Getting behind enemy lines was easy. But I was detected before I was even close to the remains of my old camp, in fact, I don’t think I ever stopped being detected.

With Gladius in hand, I checked one by one the tents that my allies had once occupied. They were empty. It appeared as if the mass of evil moved as one. I expected I would have to forge a confrontation, but how could I sneak up on an enemy that would not lose my scent?

Over the coming hours, I tried what seemed like everything. I forded a river, removed my clothes, stood in smoke, all to no avail. Any period of stillness led to red eyes in the distance. And each time I observed my enemy. It was easy enough to tell apart the converts, my allies, from the long-time infected. And after a bit of time spent observing, I believed I could tell the leaders apart too. I expected that they were the zombies closest to the middle of the pack, with the brightest eyes, and the least amount of decay.

So I had a target: the brightest eyes, and the least worn clothing.

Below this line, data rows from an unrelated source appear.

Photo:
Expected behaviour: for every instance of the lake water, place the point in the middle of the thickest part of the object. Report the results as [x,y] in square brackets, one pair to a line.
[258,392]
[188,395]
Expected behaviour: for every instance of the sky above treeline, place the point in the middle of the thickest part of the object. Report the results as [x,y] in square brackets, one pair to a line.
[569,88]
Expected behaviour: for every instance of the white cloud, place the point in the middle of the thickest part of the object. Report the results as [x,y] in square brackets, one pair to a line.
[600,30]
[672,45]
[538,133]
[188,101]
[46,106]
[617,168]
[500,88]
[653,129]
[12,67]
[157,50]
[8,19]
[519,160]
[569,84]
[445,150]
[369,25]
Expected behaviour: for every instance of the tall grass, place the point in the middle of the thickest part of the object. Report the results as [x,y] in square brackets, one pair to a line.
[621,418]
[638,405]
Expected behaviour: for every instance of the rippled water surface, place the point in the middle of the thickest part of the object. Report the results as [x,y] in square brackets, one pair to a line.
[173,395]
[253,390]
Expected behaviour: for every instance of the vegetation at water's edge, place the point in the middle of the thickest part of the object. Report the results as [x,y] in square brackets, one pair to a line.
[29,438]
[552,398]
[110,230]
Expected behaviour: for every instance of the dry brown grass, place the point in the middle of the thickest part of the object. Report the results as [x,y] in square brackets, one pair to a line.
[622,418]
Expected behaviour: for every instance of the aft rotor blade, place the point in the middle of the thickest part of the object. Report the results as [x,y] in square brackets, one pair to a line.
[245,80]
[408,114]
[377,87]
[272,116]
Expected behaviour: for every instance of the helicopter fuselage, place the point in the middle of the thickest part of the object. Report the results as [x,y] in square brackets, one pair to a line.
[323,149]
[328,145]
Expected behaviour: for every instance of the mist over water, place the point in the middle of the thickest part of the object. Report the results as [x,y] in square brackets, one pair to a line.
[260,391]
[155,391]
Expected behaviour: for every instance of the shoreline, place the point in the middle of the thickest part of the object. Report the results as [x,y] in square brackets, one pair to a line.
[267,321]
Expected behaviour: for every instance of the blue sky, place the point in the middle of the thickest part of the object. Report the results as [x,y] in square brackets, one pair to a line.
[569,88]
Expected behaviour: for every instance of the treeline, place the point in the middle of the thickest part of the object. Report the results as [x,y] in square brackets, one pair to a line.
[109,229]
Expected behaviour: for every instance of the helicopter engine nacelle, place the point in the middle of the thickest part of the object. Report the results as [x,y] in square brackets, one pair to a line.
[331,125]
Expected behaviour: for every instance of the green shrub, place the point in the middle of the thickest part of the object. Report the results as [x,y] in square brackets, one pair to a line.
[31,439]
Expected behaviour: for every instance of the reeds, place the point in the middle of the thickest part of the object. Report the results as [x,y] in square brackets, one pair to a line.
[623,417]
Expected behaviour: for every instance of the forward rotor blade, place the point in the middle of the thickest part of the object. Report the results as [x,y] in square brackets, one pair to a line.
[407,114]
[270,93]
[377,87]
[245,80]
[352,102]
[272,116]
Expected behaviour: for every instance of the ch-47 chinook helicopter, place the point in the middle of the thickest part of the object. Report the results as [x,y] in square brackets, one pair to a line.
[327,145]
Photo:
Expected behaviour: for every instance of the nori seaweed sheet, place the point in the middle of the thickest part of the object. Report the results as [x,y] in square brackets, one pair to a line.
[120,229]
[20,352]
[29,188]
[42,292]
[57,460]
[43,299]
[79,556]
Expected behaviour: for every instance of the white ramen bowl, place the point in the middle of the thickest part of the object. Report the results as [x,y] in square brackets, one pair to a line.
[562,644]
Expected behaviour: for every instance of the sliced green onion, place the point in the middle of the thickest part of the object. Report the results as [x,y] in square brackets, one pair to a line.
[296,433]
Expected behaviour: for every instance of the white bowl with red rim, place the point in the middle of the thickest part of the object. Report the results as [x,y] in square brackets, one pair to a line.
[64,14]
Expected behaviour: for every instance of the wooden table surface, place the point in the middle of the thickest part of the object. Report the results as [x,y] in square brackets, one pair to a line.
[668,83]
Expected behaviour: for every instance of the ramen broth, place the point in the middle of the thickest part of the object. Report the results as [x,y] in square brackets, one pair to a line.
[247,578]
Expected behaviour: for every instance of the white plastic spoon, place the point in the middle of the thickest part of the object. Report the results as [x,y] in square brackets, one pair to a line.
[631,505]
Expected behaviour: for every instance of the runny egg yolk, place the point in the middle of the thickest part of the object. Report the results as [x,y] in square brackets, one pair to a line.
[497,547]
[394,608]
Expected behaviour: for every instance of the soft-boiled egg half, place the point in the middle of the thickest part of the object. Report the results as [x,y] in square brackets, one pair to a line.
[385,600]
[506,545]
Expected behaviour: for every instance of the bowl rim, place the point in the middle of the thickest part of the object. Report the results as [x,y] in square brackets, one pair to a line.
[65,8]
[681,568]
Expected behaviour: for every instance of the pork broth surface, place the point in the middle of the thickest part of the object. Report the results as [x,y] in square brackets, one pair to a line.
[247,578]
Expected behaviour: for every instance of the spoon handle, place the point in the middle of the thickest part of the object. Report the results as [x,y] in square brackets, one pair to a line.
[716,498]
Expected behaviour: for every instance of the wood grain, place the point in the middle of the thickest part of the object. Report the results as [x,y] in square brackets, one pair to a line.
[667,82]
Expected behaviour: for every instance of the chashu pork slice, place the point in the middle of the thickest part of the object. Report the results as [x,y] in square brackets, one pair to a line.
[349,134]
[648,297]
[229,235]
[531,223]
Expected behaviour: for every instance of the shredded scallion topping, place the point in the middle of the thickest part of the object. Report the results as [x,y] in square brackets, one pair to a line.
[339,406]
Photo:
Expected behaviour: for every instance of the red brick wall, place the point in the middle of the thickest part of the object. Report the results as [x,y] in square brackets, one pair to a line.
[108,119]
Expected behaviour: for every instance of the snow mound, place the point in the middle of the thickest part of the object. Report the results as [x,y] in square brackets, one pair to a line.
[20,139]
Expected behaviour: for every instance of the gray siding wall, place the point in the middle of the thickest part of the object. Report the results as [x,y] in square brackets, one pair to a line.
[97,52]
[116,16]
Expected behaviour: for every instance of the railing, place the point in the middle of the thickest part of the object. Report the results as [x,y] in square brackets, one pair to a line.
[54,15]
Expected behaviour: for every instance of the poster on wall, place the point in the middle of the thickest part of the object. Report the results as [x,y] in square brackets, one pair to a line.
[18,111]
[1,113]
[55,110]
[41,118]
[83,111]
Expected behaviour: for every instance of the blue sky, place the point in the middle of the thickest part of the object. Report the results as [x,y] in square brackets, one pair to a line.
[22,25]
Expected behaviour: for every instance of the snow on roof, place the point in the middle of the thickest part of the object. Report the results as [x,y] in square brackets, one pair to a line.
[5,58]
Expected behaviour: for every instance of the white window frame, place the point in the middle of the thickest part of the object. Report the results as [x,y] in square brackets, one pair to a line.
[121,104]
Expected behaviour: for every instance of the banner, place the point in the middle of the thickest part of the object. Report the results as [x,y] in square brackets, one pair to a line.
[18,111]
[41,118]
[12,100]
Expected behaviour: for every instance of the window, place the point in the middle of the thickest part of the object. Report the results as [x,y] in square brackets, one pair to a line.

I made my way back to the original camp, hoping for something to turn the odds in my favor. I found it in the siege engineer’s tent. A repeating ballista seemed the perfect weapon against such a foe.

I primed the ballista, had ample ammo prepared, when the red eyes began to appear in the distance. I knew my target had a value far greater than my life; and I set the ballista to firing.

A single large bolt could flay an entire string of creatures, and each shot seemed to amass many casualties for my supposed side, but I soon realized that my enemy simply stood up again, even without limbs. I panicked. I decided to panic. I turned to run, but couldn’t.

I had been surrounded. On all sides, the red-hot glowing embers that were the eyes were upon me. I raised my Gladius, decided upon one final charge, and I knew I would die with glory.

The author's comments:
I think that this story has a pretty cool premise and I would love to see what people think of it.